Nee, Bert, jij citeerde over het congregationalisme. Ik over het nonconformisme. Dat zijn andere zaken. Wat ik beweer is dat een nonconformist heel goed tevens een presbyteriaan kan zijn (wat jij ontkende).Bert Mulder schreef:Precies. Zoals ik ook wiki citeerde. Presbyerianisme is, in de eerste plaats, een naam voor de vorm van kerkregering. Als je het anders gebruikt, werkt het verwarrend. Iemand die lid bleef in de Anglicaanse kerk onderhield dus het Epicopalisme, met de toevoeging dat hun sentiment non-conformist was.

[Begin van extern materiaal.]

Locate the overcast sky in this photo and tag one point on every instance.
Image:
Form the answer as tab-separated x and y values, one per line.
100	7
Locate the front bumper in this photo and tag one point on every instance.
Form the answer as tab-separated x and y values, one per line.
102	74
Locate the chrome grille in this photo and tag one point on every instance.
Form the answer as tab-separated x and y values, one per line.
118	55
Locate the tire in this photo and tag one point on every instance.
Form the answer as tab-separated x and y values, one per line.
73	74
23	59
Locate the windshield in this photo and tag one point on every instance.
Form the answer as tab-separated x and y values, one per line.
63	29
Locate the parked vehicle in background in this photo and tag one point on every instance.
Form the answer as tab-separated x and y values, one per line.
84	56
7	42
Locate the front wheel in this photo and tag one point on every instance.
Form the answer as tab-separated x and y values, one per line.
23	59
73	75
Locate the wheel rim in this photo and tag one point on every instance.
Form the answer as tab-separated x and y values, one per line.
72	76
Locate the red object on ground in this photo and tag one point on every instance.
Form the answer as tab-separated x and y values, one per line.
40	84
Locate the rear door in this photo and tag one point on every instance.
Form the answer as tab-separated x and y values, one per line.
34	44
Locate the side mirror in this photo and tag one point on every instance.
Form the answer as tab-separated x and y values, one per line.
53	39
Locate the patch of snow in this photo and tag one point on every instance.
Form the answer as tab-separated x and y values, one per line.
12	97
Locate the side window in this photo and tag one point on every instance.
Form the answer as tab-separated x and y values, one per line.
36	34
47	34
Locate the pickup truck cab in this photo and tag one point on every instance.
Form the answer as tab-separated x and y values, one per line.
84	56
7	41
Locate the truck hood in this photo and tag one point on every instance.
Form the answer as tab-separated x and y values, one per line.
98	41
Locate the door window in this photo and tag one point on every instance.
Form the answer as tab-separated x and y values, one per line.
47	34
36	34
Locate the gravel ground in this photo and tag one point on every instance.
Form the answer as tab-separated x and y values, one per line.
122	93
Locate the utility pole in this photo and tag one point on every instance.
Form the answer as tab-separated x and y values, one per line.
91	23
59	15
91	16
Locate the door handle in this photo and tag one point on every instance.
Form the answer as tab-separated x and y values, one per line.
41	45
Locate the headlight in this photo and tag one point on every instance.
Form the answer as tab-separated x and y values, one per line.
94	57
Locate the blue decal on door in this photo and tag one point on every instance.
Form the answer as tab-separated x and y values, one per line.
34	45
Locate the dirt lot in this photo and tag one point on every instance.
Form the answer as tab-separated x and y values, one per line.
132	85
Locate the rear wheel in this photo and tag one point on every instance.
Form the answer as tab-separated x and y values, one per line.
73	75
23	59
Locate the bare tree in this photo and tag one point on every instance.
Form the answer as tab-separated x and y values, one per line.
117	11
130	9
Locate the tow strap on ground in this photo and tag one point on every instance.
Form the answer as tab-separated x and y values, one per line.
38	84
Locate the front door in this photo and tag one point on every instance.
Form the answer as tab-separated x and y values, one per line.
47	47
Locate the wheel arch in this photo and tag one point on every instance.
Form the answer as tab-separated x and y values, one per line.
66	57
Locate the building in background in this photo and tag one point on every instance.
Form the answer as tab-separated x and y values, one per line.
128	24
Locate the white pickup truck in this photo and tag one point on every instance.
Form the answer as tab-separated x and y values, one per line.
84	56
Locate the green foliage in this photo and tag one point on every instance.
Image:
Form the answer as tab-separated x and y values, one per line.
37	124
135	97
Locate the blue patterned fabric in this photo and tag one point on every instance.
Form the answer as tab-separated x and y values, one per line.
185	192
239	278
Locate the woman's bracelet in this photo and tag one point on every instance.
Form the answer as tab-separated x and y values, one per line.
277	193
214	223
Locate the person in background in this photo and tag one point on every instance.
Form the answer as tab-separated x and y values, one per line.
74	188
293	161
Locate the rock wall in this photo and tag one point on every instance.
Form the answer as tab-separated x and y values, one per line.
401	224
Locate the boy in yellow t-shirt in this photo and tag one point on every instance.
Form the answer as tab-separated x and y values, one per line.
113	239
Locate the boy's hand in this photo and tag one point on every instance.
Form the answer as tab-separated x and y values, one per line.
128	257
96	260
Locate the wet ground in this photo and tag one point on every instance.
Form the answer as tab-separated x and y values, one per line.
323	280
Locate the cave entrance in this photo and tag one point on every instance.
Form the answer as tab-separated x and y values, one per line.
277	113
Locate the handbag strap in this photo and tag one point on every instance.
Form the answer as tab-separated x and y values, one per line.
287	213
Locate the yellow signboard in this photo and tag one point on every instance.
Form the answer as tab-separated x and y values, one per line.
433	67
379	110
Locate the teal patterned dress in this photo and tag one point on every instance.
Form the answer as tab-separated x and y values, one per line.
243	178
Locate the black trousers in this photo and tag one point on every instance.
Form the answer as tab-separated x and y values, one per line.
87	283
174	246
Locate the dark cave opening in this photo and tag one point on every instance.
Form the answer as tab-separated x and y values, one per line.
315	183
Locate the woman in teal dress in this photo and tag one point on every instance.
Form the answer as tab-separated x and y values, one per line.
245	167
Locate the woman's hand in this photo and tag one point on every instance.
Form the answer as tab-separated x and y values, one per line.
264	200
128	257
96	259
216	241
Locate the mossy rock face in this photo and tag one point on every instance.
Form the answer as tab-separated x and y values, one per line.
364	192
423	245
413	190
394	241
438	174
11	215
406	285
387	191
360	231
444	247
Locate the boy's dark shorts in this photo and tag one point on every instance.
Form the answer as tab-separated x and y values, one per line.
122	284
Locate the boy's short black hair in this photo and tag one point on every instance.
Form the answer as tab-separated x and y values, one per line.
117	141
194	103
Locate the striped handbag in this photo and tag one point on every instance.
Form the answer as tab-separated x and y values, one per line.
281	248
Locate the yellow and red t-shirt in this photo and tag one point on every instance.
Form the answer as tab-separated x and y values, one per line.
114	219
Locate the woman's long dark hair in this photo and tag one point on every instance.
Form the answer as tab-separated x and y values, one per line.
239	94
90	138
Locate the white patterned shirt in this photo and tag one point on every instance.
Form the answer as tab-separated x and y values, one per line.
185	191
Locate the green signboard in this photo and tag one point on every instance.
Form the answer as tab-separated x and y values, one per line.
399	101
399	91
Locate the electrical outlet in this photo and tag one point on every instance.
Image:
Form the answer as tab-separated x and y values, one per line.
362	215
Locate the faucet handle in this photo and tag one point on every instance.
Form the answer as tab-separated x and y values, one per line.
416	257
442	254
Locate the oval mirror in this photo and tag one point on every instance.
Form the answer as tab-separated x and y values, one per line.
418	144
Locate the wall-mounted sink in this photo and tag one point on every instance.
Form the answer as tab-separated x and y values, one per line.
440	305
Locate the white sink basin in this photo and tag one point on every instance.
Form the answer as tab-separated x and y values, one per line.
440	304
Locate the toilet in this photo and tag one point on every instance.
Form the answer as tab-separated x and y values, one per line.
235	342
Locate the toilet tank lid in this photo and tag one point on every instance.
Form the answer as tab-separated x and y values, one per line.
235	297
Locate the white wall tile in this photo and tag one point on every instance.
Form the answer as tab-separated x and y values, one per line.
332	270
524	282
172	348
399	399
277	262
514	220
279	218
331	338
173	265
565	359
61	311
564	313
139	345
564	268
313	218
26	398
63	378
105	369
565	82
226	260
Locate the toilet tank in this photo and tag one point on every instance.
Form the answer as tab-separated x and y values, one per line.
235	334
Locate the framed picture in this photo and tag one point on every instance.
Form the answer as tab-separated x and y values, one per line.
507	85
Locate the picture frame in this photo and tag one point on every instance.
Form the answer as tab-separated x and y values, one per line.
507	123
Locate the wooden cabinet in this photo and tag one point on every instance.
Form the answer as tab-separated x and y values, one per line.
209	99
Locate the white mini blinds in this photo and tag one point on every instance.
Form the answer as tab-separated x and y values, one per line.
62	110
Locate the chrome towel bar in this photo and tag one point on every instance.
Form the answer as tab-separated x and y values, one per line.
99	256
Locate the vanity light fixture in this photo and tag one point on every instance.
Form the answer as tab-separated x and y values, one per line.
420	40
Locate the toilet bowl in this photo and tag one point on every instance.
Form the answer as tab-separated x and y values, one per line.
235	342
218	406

Over het presbyterianisme zijn we het eens. Echter, het is niet waar dat iemand in de Anglicaanse kerk per definitie het episcopalisme (bisschoppelijke systeem) aanhing, de puriteinen wilden nu juist van dit systeem AF.
Dus:
- puriteinen werden door de dwang zich te conformeren en waaraan zij zich niet konden onderwerpen, vanaf 1662 ook nonconformisten en uit de Engelse (Anglicaanse) Kerk gezet. Vóór dit tijd maakten zij dikwijls deel uit van die Kerk, hoewel niet allen.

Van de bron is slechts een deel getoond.